Benchmarks
Every number below is real and reproducible. No marketing math.
57.3%cost reduction vs direct API
30.0%Booster hit rate (zero LLM cost)
35.0%Cache hit rate (2nd pass)
0.02msaverage pipeline overhead
Setup
- Dataset: 400 prompts, 200 unique × 2 passes. Mix of boostable (math/JSON/dates), cacheable (repeats), and regular LLM workloads.
- Gateway: mocked at realistic provider latency (~1200ms p50).
- Hardware: single Node.js 20 process, M-series laptop.
- Date: 2026-04-09.
Cost comparison on the 400-prompt run
| Scenario | Cost |
|---|---|
| Direct API (no ClawPipe) | $0.110 |
| With ClawPipe pipeline | $0.047 |
| Savings | $0.063 (57.3%) |
Stage latency breakdown
| Stage | Avg time |
|---|---|
| Booster | 0.0125ms |
| Packer | 0.0053ms |
| Cache | 0.0001ms |
| Router | 0.0040ms |
| Gateway (mocked provider) | 1206.6705ms |
Pipeline overhead is 0.0218ms — five orders of magnitude below the provider call itself.
Reproduce it yourself
git clone https://github.com/finsavvyai/clawpipe cd clawpipe/benchmarks npm install npx tsx real-benchmark.ts open results/summary.md
The dataset (benchmarks/prompt-dataset.json), runner (real-benchmark.ts), and raw results (results/benchmark-results.json) are all in the repo. Fork it, swap in your own prompts, run it on your traffic.

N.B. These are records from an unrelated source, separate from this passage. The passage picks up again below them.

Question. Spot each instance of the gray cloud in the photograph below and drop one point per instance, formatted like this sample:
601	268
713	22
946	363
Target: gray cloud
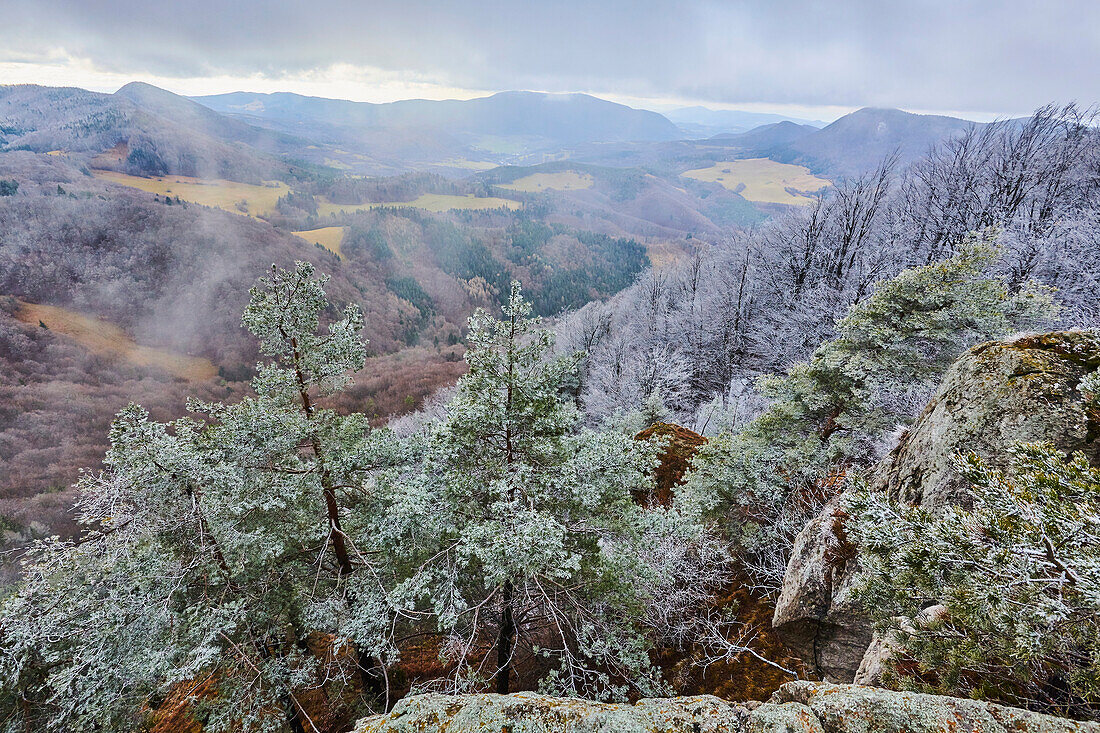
921	54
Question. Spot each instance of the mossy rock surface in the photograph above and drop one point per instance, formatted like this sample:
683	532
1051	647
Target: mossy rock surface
795	708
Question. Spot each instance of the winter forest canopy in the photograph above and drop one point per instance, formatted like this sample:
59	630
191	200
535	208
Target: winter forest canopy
276	559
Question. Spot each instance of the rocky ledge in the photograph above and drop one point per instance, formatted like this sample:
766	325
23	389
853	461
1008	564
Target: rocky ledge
795	708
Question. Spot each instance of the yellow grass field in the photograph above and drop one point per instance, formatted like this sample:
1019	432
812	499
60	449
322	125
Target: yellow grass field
259	200
540	182
327	237
765	181
435	203
103	338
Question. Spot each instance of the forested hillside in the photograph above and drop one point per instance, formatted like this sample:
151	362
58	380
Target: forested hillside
597	430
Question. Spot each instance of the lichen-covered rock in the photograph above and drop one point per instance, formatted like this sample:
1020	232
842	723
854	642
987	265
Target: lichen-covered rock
994	395
857	709
527	712
673	461
880	654
796	708
815	614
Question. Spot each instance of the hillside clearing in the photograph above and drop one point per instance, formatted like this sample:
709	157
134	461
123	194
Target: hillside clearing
763	181
229	195
540	182
108	339
327	237
435	203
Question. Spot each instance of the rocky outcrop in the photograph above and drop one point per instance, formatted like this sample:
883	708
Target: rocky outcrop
815	614
680	446
994	395
796	708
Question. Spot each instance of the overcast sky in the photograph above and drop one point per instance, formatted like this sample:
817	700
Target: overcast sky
807	58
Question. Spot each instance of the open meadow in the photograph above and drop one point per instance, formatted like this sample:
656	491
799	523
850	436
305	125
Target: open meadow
763	181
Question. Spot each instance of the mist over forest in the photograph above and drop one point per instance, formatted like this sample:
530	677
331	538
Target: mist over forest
377	387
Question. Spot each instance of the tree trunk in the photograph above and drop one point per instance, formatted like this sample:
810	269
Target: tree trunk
505	642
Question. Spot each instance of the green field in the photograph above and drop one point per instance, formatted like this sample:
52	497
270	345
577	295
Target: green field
435	203
228	195
540	182
763	181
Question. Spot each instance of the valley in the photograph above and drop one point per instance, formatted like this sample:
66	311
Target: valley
763	181
317	411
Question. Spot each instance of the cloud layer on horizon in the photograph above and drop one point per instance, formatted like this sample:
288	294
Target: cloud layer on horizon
922	54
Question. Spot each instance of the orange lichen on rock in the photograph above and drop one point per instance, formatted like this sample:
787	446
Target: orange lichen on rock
680	446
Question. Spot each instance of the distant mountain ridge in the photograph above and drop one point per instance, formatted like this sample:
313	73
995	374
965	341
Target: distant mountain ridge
706	122
859	141
562	119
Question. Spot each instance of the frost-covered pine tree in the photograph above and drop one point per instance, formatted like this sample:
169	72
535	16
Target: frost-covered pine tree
827	415
215	551
532	559
1014	580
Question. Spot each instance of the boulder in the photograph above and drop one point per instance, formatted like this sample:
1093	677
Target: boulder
994	395
795	708
528	712
815	614
857	709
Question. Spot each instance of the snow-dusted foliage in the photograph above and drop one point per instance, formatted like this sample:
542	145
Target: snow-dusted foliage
766	298
1014	578
827	415
530	555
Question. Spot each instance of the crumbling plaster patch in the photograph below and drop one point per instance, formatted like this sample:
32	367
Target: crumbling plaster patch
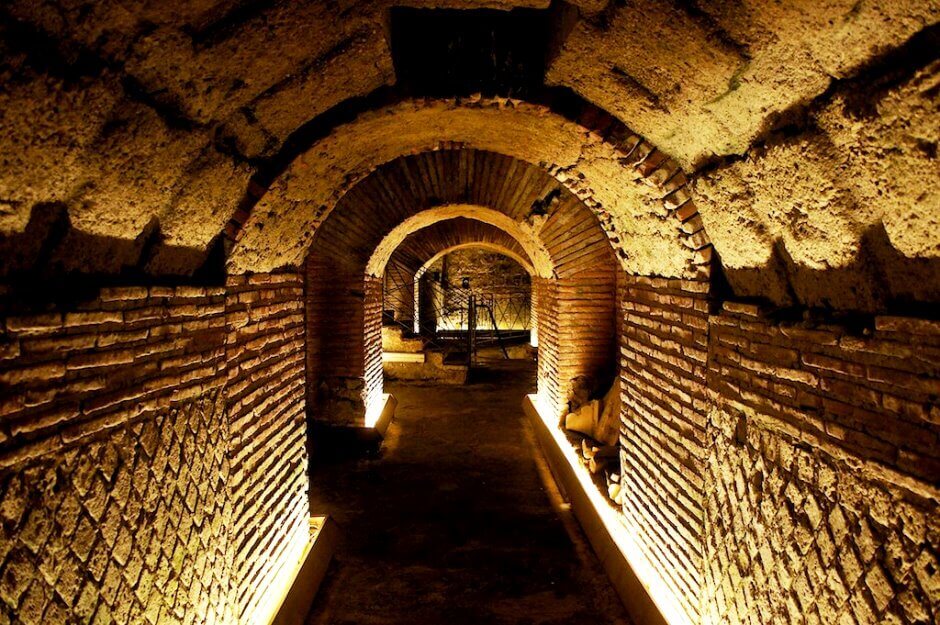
709	83
284	220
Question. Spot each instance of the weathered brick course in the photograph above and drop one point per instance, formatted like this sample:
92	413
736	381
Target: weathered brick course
133	466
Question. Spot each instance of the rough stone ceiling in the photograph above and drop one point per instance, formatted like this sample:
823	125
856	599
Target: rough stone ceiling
131	131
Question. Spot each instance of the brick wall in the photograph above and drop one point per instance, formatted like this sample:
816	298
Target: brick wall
335	304
139	434
576	333
663	350
778	470
373	376
114	460
546	292
822	477
267	421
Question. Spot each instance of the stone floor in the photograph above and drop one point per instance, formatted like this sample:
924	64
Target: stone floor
452	524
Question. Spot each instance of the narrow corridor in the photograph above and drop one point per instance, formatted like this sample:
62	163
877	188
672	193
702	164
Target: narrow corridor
452	524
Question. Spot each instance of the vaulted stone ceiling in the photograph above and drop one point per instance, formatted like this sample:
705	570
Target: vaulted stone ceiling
133	132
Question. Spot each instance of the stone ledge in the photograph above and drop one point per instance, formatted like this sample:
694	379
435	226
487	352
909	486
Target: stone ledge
644	595
296	596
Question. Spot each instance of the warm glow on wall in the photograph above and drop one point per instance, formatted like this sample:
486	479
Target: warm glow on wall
631	549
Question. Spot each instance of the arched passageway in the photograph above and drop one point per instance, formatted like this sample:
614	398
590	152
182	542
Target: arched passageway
573	262
727	206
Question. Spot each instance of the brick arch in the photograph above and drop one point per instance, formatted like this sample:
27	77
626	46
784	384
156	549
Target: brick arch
639	195
409	261
490	247
423	246
570	251
535	255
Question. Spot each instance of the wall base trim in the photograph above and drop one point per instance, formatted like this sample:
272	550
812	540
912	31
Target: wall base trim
303	582
634	579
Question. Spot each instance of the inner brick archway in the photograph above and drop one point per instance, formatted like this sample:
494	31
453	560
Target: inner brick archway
191	194
568	250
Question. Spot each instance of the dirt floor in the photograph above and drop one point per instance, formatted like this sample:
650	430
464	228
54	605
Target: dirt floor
452	524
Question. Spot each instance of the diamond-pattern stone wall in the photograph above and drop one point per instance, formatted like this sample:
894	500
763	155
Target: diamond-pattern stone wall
798	535
152	453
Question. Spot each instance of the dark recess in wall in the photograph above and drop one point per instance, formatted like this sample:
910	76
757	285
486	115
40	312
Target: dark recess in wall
449	52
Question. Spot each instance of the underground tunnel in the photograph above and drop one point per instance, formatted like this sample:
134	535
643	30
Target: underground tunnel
455	311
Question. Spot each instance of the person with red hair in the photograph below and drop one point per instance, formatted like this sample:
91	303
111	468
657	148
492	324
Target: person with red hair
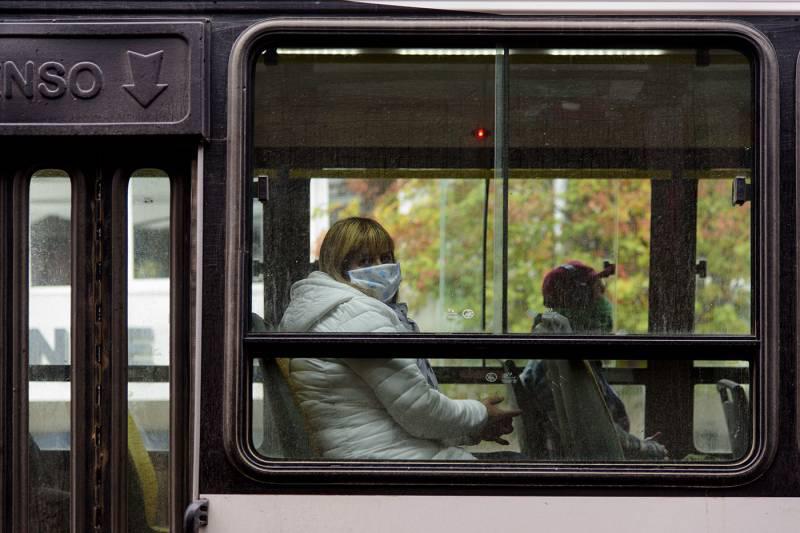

What the numbers mean for your app
- If 30% of your agent traffic is boostable (math, JSON formatting, date math, base64, stats), that portion pays $0 in LLM tokens.
- If your app sees repeat prompts (common in chatbots, form-filling agents, support tools), semantic cache adds another 20–35% hit rate on top.
- The router keeps picking cheaper models for eligible tasks and re-weighting as outcomes arrive.